CCS-LR Technical Services Ltd is a 50-50 joint venture between Lloyd’s Register Asia, a member of the Lloyd’s Register Group, and Far East Marine Surveyors Ltd, a wholly owned subsidiary of CCS.
“China’s rail industry – from metros to high-speed rail – is one of the most exciting commercial arenas in Asia and we believe the formation of this joint venture will create the market’s leading provider of independent assurance services,” said Richard Sadler, Chief Executive Officer of Lloyd’s Register. “It brings together two organisations with established reputations for integrity and quality to support the development of safe and efficient rail networks, a relationship that will ultimately enhance the reputations of Chinese suppliers in the international marketplace.”
According to a January 2009 report by consultants McKinsey, China’s annual market for rail equipment – from rolling stock and components to signalling systems – will grow to an average of US$50 billion from 2009 to 2013, compared to US$10bn a year in the 2004 to 2008 period.
With so much at stake for the industry’s buyers and suppliers, the Lloyd’s Register-CCS joint venture will offer unrivalled technical expertise and long-term leadership, helping China’s rail firms to blend international standards for safety, quality and sustainability into the development processes for local products, says Sadler.
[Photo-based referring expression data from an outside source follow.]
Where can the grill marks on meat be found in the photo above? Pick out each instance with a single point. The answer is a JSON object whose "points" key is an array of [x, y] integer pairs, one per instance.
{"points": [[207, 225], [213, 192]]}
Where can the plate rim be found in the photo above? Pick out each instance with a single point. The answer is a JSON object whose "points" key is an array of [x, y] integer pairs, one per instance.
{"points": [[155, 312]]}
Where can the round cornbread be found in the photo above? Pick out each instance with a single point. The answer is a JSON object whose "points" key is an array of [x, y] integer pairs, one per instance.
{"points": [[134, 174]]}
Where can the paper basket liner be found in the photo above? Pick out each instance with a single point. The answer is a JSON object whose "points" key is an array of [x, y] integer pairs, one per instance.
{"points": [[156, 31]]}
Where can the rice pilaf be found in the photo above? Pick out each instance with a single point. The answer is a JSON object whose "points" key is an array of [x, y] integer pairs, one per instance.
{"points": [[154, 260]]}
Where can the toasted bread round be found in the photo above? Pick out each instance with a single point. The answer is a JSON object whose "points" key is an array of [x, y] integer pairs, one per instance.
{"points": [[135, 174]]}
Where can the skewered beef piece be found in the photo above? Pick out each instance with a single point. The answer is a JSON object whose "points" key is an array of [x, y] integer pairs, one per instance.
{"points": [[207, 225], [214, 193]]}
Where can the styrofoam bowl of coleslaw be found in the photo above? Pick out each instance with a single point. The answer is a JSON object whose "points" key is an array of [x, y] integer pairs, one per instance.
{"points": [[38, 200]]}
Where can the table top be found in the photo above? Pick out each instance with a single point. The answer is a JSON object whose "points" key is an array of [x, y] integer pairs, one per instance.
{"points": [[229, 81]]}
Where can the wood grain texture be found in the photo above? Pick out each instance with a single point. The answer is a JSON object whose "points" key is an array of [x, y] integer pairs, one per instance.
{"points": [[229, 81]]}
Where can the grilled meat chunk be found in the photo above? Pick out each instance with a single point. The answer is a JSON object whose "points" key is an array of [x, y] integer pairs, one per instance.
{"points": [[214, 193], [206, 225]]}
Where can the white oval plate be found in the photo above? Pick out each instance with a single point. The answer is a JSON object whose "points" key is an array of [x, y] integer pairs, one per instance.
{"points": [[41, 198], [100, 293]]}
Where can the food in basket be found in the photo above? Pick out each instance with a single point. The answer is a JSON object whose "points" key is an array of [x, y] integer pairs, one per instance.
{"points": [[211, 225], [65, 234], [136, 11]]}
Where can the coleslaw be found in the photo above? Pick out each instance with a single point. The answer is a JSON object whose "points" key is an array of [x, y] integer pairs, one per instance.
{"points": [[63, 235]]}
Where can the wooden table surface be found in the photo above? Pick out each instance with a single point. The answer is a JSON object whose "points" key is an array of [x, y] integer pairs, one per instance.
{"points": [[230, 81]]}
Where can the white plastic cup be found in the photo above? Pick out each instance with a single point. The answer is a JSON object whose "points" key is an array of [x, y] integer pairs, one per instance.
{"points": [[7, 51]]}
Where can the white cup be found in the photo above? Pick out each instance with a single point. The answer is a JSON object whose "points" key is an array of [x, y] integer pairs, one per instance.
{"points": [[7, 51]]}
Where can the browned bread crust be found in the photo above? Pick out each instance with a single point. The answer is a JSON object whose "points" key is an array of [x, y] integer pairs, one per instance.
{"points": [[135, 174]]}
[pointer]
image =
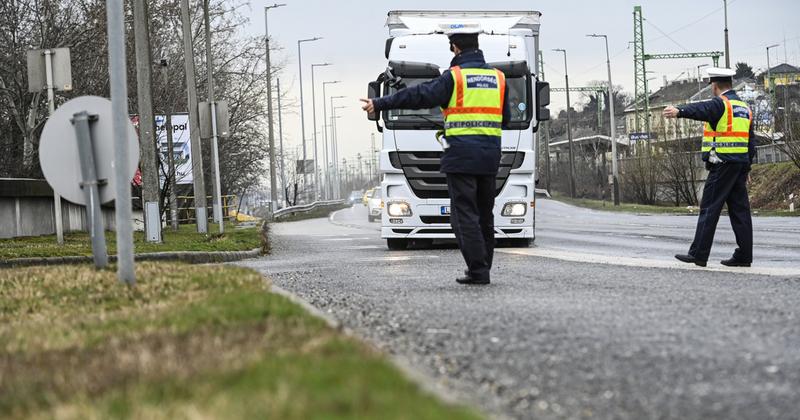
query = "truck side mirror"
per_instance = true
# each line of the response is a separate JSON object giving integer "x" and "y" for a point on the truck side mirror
{"x": 373, "y": 91}
{"x": 542, "y": 101}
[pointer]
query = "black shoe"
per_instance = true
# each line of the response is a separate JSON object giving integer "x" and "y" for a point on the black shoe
{"x": 733, "y": 262}
{"x": 471, "y": 280}
{"x": 690, "y": 259}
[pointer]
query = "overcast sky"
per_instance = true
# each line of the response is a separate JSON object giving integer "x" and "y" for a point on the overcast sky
{"x": 354, "y": 36}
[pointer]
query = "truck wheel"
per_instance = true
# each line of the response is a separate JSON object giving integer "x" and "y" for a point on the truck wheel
{"x": 395, "y": 244}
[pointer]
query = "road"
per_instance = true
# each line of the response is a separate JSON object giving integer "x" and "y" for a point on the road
{"x": 594, "y": 321}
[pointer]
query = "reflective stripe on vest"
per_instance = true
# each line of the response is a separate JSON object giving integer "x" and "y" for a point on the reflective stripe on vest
{"x": 476, "y": 105}
{"x": 732, "y": 134}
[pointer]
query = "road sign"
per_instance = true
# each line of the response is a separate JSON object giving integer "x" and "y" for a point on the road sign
{"x": 37, "y": 69}
{"x": 205, "y": 119}
{"x": 642, "y": 136}
{"x": 58, "y": 150}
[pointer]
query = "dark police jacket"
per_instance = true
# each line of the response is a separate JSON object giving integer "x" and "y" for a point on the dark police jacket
{"x": 711, "y": 111}
{"x": 479, "y": 155}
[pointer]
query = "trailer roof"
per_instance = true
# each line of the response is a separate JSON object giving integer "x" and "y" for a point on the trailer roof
{"x": 496, "y": 22}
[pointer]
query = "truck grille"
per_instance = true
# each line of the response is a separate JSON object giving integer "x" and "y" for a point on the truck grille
{"x": 422, "y": 172}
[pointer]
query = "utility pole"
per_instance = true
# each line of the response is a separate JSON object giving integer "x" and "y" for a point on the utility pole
{"x": 727, "y": 47}
{"x": 147, "y": 143}
{"x": 198, "y": 180}
{"x": 569, "y": 129}
{"x": 218, "y": 216}
{"x": 314, "y": 124}
{"x": 329, "y": 175}
{"x": 273, "y": 184}
{"x": 613, "y": 123}
{"x": 280, "y": 136}
{"x": 302, "y": 109}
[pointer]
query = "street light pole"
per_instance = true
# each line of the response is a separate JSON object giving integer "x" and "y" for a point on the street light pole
{"x": 328, "y": 175}
{"x": 273, "y": 184}
{"x": 771, "y": 88}
{"x": 613, "y": 123}
{"x": 218, "y": 216}
{"x": 569, "y": 129}
{"x": 727, "y": 46}
{"x": 334, "y": 144}
{"x": 314, "y": 124}
{"x": 302, "y": 111}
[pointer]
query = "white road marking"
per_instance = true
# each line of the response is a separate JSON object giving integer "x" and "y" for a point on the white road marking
{"x": 398, "y": 258}
{"x": 647, "y": 263}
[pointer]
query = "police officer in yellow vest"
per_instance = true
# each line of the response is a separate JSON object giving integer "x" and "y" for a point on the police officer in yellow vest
{"x": 728, "y": 150}
{"x": 472, "y": 97}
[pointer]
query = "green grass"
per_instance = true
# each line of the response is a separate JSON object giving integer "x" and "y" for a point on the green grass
{"x": 186, "y": 342}
{"x": 185, "y": 239}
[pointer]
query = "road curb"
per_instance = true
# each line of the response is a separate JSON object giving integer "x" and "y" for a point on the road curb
{"x": 192, "y": 257}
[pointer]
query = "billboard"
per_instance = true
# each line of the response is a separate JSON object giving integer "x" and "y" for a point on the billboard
{"x": 181, "y": 147}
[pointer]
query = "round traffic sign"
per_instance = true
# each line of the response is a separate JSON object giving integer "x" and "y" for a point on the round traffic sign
{"x": 58, "y": 149}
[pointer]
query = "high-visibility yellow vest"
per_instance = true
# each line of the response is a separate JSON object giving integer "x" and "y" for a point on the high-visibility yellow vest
{"x": 731, "y": 136}
{"x": 476, "y": 105}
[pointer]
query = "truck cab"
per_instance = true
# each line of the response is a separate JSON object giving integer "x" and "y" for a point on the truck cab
{"x": 417, "y": 206}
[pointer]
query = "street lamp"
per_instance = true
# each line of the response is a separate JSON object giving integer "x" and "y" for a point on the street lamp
{"x": 314, "y": 122}
{"x": 569, "y": 129}
{"x": 334, "y": 142}
{"x": 613, "y": 123}
{"x": 770, "y": 88}
{"x": 302, "y": 112}
{"x": 699, "y": 79}
{"x": 328, "y": 184}
{"x": 273, "y": 183}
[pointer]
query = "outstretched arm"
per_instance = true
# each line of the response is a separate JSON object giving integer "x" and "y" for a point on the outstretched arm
{"x": 426, "y": 95}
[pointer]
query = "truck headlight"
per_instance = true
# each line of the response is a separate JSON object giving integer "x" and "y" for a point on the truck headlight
{"x": 399, "y": 209}
{"x": 514, "y": 210}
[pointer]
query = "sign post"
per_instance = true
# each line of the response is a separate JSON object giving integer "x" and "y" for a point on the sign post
{"x": 77, "y": 158}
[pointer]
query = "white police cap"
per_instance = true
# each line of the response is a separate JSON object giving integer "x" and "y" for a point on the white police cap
{"x": 717, "y": 74}
{"x": 460, "y": 28}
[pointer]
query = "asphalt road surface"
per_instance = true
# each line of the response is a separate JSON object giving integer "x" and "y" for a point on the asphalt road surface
{"x": 594, "y": 321}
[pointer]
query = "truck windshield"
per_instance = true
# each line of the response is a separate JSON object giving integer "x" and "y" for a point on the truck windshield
{"x": 517, "y": 104}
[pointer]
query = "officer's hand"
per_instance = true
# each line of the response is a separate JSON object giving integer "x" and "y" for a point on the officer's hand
{"x": 671, "y": 112}
{"x": 368, "y": 106}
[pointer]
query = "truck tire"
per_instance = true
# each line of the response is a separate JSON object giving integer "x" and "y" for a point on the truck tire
{"x": 521, "y": 242}
{"x": 396, "y": 244}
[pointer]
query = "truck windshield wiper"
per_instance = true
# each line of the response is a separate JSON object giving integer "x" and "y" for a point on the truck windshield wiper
{"x": 425, "y": 117}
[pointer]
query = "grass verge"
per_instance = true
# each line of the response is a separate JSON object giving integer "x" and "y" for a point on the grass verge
{"x": 186, "y": 342}
{"x": 185, "y": 239}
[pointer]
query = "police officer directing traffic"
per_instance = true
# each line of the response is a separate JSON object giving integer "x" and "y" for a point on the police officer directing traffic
{"x": 728, "y": 150}
{"x": 472, "y": 96}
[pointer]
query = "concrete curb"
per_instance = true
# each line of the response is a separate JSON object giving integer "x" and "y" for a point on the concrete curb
{"x": 425, "y": 382}
{"x": 192, "y": 257}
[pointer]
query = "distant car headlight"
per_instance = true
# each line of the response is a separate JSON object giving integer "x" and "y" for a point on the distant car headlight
{"x": 399, "y": 209}
{"x": 514, "y": 210}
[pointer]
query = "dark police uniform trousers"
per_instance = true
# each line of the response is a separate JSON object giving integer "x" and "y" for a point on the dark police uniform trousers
{"x": 472, "y": 219}
{"x": 726, "y": 185}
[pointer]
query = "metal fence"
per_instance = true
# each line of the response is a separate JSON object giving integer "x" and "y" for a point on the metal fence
{"x": 187, "y": 214}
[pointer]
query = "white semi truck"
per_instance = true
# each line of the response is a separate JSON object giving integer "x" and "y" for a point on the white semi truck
{"x": 417, "y": 206}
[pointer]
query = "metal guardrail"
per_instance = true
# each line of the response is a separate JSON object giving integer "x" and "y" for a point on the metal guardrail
{"x": 305, "y": 208}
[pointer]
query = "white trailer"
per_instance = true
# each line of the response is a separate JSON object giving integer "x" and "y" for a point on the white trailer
{"x": 417, "y": 51}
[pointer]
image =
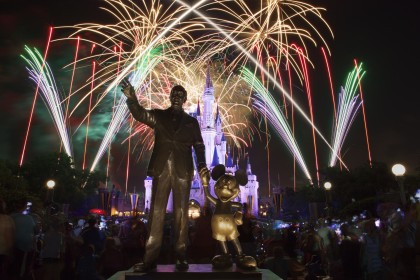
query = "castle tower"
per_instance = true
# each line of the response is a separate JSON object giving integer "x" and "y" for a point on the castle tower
{"x": 208, "y": 130}
{"x": 249, "y": 192}
{"x": 148, "y": 192}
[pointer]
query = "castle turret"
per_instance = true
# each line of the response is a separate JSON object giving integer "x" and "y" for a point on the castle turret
{"x": 249, "y": 192}
{"x": 208, "y": 130}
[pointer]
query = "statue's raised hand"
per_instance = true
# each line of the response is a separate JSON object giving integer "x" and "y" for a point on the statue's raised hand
{"x": 205, "y": 176}
{"x": 128, "y": 89}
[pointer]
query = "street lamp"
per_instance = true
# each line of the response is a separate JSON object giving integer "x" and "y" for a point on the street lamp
{"x": 399, "y": 171}
{"x": 327, "y": 187}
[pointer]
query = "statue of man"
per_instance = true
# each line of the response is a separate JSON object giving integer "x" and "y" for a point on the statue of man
{"x": 171, "y": 167}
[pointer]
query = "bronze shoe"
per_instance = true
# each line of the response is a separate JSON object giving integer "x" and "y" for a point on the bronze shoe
{"x": 181, "y": 265}
{"x": 246, "y": 262}
{"x": 222, "y": 261}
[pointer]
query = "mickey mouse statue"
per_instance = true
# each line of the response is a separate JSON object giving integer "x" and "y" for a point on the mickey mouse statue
{"x": 224, "y": 223}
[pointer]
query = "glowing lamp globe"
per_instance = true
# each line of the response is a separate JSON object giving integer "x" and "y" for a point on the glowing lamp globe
{"x": 398, "y": 169}
{"x": 51, "y": 184}
{"x": 327, "y": 186}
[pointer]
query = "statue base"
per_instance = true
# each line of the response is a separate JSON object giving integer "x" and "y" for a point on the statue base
{"x": 196, "y": 272}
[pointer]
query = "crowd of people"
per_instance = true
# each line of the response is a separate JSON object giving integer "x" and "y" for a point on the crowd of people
{"x": 370, "y": 248}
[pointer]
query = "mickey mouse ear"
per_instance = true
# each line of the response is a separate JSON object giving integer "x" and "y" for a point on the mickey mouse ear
{"x": 218, "y": 171}
{"x": 241, "y": 177}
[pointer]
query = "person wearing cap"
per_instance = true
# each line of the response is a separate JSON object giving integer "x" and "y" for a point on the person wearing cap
{"x": 171, "y": 167}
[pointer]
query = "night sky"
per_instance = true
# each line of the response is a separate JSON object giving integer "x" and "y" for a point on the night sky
{"x": 381, "y": 34}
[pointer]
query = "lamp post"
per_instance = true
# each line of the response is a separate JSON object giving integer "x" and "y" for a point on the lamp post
{"x": 399, "y": 171}
{"x": 327, "y": 187}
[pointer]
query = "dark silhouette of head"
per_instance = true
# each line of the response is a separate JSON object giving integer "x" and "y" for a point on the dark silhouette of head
{"x": 178, "y": 97}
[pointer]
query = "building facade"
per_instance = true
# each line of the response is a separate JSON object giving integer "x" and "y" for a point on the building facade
{"x": 217, "y": 152}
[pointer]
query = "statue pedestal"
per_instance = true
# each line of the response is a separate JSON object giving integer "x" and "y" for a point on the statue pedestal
{"x": 196, "y": 272}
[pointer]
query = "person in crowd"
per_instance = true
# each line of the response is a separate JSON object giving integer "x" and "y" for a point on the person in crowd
{"x": 92, "y": 236}
{"x": 311, "y": 244}
{"x": 328, "y": 237}
{"x": 86, "y": 266}
{"x": 350, "y": 254}
{"x": 79, "y": 227}
{"x": 72, "y": 251}
{"x": 24, "y": 250}
{"x": 7, "y": 236}
{"x": 52, "y": 251}
{"x": 372, "y": 255}
{"x": 132, "y": 235}
{"x": 111, "y": 259}
{"x": 399, "y": 247}
{"x": 278, "y": 263}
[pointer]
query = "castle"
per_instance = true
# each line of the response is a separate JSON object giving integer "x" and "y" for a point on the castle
{"x": 216, "y": 153}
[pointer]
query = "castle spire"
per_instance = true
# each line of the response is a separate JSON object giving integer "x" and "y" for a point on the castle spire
{"x": 248, "y": 167}
{"x": 198, "y": 108}
{"x": 229, "y": 162}
{"x": 209, "y": 83}
{"x": 215, "y": 158}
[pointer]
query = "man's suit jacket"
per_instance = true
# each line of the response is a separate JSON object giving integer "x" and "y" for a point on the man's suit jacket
{"x": 168, "y": 139}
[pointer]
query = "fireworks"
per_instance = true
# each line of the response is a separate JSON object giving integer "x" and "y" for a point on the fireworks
{"x": 267, "y": 106}
{"x": 159, "y": 45}
{"x": 348, "y": 105}
{"x": 41, "y": 74}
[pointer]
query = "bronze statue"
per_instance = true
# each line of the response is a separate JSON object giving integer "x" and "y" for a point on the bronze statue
{"x": 224, "y": 223}
{"x": 171, "y": 167}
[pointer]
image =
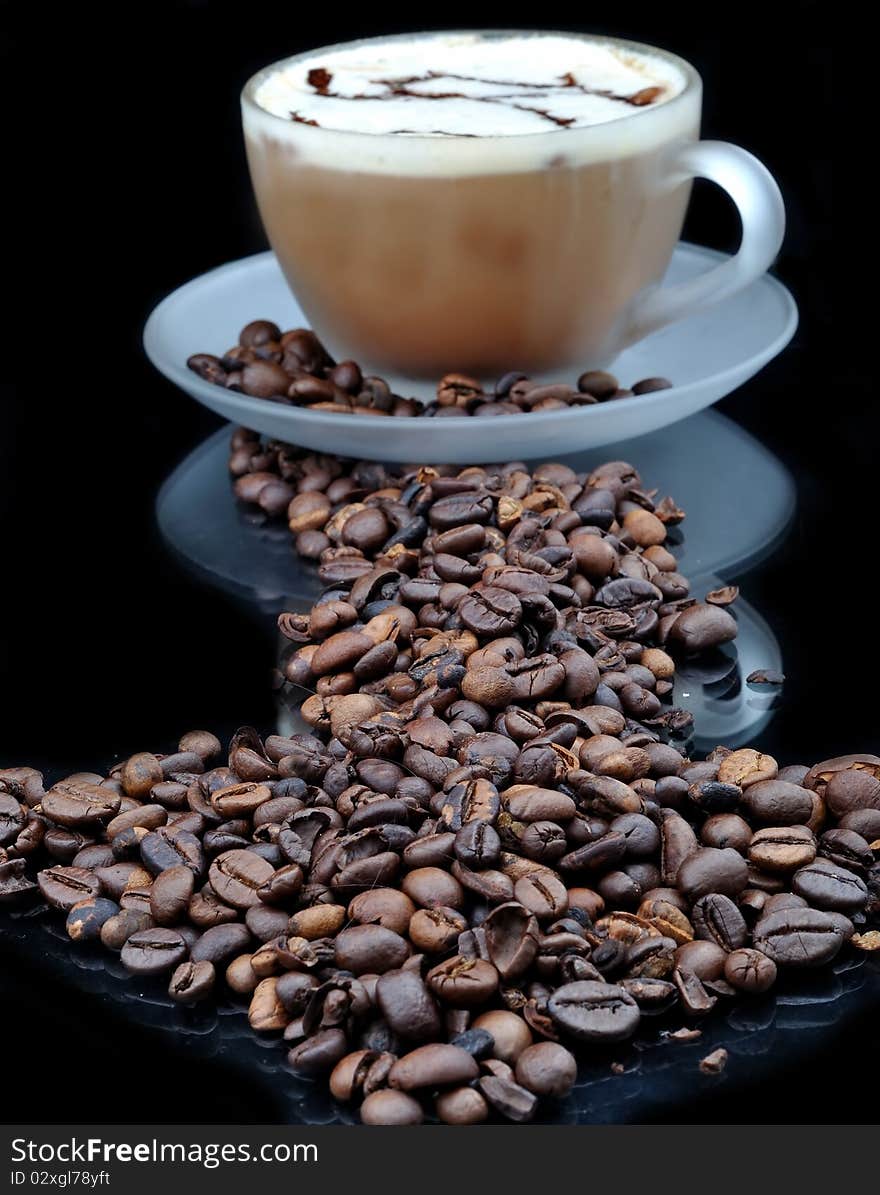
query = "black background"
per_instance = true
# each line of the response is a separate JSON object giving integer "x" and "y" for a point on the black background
{"x": 135, "y": 160}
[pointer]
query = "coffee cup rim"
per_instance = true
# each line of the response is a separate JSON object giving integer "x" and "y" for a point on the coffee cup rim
{"x": 362, "y": 136}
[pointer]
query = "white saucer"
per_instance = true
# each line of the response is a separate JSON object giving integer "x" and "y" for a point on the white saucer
{"x": 707, "y": 356}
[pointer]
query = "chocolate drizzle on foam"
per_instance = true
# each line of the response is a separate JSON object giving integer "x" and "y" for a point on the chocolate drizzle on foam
{"x": 404, "y": 87}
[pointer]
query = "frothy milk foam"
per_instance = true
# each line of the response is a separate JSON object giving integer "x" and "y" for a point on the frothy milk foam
{"x": 471, "y": 202}
{"x": 463, "y": 87}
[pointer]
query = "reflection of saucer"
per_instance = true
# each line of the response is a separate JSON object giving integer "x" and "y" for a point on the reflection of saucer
{"x": 707, "y": 356}
{"x": 712, "y": 687}
{"x": 714, "y": 690}
{"x": 739, "y": 500}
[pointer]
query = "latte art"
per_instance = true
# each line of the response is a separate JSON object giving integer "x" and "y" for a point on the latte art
{"x": 469, "y": 85}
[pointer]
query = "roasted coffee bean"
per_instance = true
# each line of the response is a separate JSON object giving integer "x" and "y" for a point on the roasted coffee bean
{"x": 237, "y": 877}
{"x": 433, "y": 888}
{"x": 511, "y": 938}
{"x": 219, "y": 943}
{"x": 193, "y": 981}
{"x": 714, "y": 797}
{"x": 824, "y": 884}
{"x": 477, "y": 845}
{"x": 408, "y": 1006}
{"x": 78, "y": 804}
{"x": 716, "y": 919}
{"x": 118, "y": 929}
{"x": 713, "y": 870}
{"x": 703, "y": 958}
{"x": 547, "y": 1070}
{"x": 167, "y": 847}
{"x": 799, "y": 937}
{"x": 478, "y": 1042}
{"x": 782, "y": 850}
{"x": 435, "y": 930}
{"x": 543, "y": 894}
{"x": 594, "y": 1012}
{"x": 65, "y": 887}
{"x": 509, "y": 1033}
{"x": 515, "y": 1103}
{"x": 462, "y": 1105}
{"x": 370, "y": 949}
{"x": 847, "y": 849}
{"x": 750, "y": 970}
{"x": 87, "y": 918}
{"x": 438, "y": 1065}
{"x": 692, "y": 994}
{"x": 153, "y": 951}
{"x": 726, "y": 829}
{"x": 700, "y": 627}
{"x": 387, "y": 1107}
{"x": 463, "y": 982}
{"x": 653, "y": 996}
{"x": 321, "y": 1053}
{"x": 170, "y": 895}
{"x": 778, "y": 803}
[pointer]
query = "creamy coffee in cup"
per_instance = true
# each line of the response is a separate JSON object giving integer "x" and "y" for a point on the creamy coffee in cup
{"x": 474, "y": 201}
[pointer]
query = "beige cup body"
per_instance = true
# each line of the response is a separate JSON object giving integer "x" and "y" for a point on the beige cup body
{"x": 422, "y": 255}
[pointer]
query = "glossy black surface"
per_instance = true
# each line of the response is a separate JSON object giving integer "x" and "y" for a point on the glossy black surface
{"x": 111, "y": 643}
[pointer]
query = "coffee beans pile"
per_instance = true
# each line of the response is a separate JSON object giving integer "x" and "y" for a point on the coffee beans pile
{"x": 435, "y": 919}
{"x": 545, "y": 589}
{"x": 295, "y": 368}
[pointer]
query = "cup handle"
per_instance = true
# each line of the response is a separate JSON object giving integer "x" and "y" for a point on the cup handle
{"x": 762, "y": 212}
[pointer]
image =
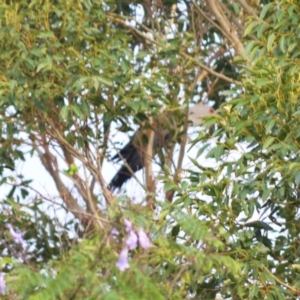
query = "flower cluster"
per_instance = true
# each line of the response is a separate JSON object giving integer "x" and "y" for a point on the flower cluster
{"x": 17, "y": 236}
{"x": 133, "y": 239}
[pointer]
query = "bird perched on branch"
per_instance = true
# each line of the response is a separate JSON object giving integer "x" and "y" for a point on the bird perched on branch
{"x": 164, "y": 127}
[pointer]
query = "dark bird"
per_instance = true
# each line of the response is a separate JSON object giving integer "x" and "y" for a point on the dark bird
{"x": 133, "y": 154}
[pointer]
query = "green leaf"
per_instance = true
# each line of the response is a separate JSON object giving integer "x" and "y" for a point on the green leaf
{"x": 268, "y": 142}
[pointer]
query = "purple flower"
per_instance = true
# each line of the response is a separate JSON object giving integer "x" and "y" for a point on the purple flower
{"x": 131, "y": 241}
{"x": 128, "y": 225}
{"x": 122, "y": 263}
{"x": 2, "y": 284}
{"x": 144, "y": 239}
{"x": 114, "y": 231}
{"x": 17, "y": 236}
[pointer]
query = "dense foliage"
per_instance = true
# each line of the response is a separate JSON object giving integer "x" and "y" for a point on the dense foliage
{"x": 75, "y": 72}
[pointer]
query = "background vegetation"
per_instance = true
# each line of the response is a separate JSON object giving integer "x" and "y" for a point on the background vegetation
{"x": 73, "y": 73}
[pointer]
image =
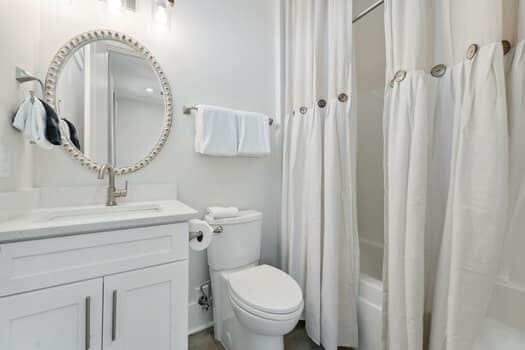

Li Kejun, the President of CCS, said CCS and Lloyd’s Register had an established foundation of co-operation in the marine sector. Further co-operation in the rail transport sector, he said, would fully utilise their combined reputations, brands, technology and international resources to support China’s rail construction boom.
“This co-operation between CCS and Lloyd’s Register is exhilarating. With China actively promoting the transformation of its economic-development model, rail transport, as an important form of infrastructure for the sustainable development of Chinese economy, is entering a period of rapid development,” said Li. ”There are many factors providing a broad market of prospects for our business development.”
He said it was wholly appropriate for two class societies to join to together to support the safe and sustainable development of China’s rail industry.
“Since their inception, classification societies have played the role of professional quality inspectors, as well as certification and risk-control organisations. Class has gathered rich technical expertise and experience from the demanding shipping sector over hundreds of years and it has developed an advanced scientific, risk-control system. It is natural for us to apply that knowledge to the rail-transport sector. Supporting the safe and green development of Chinese rail is the mission CCS should carry out as China’s class society.”
Railways were the No. 1 transportation-development priority in China’s 11th five-year plan (2006-2010) as it looked to expand the national rail network to 120,000km by 2020, up from 75,000km in 2005. Even so, according to research sponsored by Lloyd’s Register Rail (Asia) Ltd, the related investment during the next five years is expected to be 450% higher than that of the previous five years.